I’ve heard a lot of arguments that say trash talking comes with the territory of online gaming, that’s it’s just part of “what you sign up for”. While I vehemently disagree that this is necessary, I think that’s yet another topic for a separate article and will close here, simply, with a suggestion.

The next time you flag a passing stranger through the chest or cleave them down, remind yourself that they could be a future friend – or just as importantly a future enemy – and that their decision to keep playing this game could be in your hands.

Of course, some players are better than others at shrugging things off. Whether this is through sheer determination to win or simply having a thick skin, and more power to them, but it doesn’t take much to /salute after a kill, and who knows? It could have a dramatic impact on someone’s experience.

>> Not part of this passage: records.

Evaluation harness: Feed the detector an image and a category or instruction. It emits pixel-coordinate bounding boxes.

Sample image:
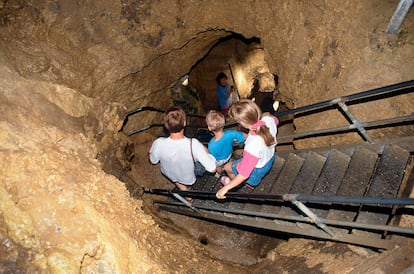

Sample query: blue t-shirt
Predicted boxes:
[217,83,232,109]
[208,130,244,161]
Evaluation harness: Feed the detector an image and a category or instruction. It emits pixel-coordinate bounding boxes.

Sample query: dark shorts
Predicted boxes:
[231,156,275,187]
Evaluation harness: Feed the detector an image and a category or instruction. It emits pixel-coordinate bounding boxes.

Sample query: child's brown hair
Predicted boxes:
[206,110,226,132]
[164,107,187,133]
[229,99,275,146]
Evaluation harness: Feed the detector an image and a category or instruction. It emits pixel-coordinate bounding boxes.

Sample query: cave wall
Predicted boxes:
[0,0,414,273]
[0,0,414,140]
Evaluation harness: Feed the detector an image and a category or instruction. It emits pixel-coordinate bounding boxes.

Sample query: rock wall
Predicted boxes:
[0,0,414,139]
[0,0,414,273]
[0,54,244,273]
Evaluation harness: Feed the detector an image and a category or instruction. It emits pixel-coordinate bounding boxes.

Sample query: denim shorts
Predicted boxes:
[231,156,275,187]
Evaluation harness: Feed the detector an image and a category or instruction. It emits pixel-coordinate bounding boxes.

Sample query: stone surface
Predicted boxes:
[0,0,414,273]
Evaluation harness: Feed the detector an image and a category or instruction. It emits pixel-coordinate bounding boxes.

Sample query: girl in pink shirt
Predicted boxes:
[216,99,279,199]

2 thoughts on “The Importance of Respect

  1. Respect is vital in all aspects of life, but is unfortunately lacking in lots of online communications. My usual stance in PvP is just to say nothing and move on, whether I win or lose. I get annoyed at others who trash talk, but usually end up pitying them more than anything, as they trash talk to big themselves up.

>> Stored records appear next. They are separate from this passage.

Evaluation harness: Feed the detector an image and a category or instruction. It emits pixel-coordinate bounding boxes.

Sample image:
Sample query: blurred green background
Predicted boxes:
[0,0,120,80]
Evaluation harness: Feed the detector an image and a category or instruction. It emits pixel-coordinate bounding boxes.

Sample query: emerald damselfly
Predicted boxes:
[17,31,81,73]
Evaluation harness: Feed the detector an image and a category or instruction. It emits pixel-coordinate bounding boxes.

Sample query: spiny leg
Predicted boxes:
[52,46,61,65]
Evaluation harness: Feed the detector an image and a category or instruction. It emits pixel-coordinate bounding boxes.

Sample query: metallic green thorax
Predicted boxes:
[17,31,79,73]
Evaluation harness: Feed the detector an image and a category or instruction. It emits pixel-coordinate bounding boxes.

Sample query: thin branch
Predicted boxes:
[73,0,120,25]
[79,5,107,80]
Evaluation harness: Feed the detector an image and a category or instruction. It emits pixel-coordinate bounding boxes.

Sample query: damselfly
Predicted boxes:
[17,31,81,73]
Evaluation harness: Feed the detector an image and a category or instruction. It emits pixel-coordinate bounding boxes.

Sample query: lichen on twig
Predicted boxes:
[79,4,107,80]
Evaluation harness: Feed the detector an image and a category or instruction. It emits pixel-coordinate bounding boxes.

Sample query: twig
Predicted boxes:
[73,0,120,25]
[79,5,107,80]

    I think the next time I’m in a close fight, I’ll “gg” the opponent, win or lose.

  2. Very nice post and a great subject to bring up.

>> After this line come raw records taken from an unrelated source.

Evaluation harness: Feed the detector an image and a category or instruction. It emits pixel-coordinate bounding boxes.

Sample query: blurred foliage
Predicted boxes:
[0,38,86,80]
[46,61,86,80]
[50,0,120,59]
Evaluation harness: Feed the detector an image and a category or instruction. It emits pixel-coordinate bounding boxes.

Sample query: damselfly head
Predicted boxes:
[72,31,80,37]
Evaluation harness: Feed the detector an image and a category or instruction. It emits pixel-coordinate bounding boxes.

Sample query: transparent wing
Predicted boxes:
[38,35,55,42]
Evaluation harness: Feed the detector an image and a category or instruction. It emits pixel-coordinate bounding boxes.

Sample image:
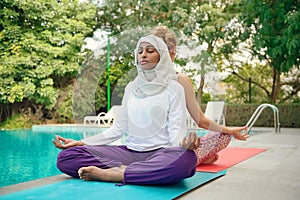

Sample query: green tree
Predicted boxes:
[97,0,244,106]
[0,0,96,122]
[241,0,300,103]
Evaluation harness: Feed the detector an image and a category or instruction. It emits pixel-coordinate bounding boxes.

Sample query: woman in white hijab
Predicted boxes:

    I usually end up /sitting in the point I was was just fighting on when winning a fight in PvP. That’s mostly to indicate though that I’ll stay there after capping it cause that’s usually my role.

    Respect is a great matter. Everything in competitive play starts from there in my opinion. Also, if someone provokes you with his actions or sayings, ignorance is your best way of avoiding conflicts and remaining calm.